The Night Gift
- Cover of first edition
- Author: Patricia A. McKillip
- Illustrator: Kathy McKillip
- Cover artist: Kathy McKillip
- Language: English
- Genre: Young adult fiction
- Publisher: Atheneum
- Publication date: 1976
- Publication place: United States
- Media type: Print (hardcover)
- Pages: 156
- ISBN: 0-689-30508-7

= The Night Gift =

1976 novel by Patricia A. McKillip

The Night Gift is a novel for juvenile readers by Patricia A. McKillip, first published in hardcover by Atheneum in June 1976 and reprinted in trade paperback by Aladdin/Atheneum in April 1980.

==Summary==
Young Joe Takaoto, finding his room and life ugly, attempts suicide and is sent to a sanitorium. His sister Barbara resolves to create a haven of beauty for him to help him recover.

Barbara's high school friend Joslyn relates the story of how the two of them, joined by their friend Claudia (who is shy because of her cleft palate), fix up a room for Joe in an abandoned old shack, painting it and decorating it with windchimes, shells, plants, books and such. Joslyn's own brother Brian also assists, and helps Claudia gain more confidence. Bringing down a redwood sapling from the mountains the girls get a ride back from Neil, Joslyn's crush. Learning he actually likes Barbara, she buries her disappointment, putting friendship first.

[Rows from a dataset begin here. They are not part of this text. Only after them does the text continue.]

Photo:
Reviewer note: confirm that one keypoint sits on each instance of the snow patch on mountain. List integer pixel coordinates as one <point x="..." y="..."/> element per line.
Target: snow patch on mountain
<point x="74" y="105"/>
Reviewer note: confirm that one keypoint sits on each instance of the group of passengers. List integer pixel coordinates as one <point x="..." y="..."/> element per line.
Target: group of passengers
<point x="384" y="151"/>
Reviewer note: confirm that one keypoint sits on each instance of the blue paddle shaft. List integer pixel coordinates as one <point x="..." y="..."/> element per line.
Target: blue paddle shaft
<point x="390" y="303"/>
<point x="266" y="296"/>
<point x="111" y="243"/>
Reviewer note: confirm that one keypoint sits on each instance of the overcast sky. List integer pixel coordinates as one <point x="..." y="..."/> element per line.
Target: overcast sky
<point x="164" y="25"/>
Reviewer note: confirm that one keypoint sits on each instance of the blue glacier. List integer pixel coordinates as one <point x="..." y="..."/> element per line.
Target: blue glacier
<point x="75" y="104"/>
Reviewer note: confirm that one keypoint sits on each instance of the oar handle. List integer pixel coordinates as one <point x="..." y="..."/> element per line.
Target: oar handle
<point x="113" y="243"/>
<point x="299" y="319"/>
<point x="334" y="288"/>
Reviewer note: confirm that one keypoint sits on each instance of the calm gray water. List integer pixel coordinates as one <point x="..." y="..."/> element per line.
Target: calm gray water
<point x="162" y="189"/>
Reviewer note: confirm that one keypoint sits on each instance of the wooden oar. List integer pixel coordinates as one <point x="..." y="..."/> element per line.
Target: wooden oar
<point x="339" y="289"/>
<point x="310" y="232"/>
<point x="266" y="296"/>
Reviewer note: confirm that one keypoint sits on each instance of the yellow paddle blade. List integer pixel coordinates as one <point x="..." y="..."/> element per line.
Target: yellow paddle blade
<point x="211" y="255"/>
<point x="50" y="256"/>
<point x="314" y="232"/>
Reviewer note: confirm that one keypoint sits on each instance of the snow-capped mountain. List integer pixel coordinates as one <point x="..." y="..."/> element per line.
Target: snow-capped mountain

When Joe comes home, his seeming indifference to the project leaves the friends bereft. Only after he returns to the sanitarium do they discover he did value their gift.

==Reception==
Christine Mozlin in School Library Journal calls the book "a poignant story" in which "the almost lyrical descriptions of setting and emotion totally involve readers in the plot and in the personal problems of the characters."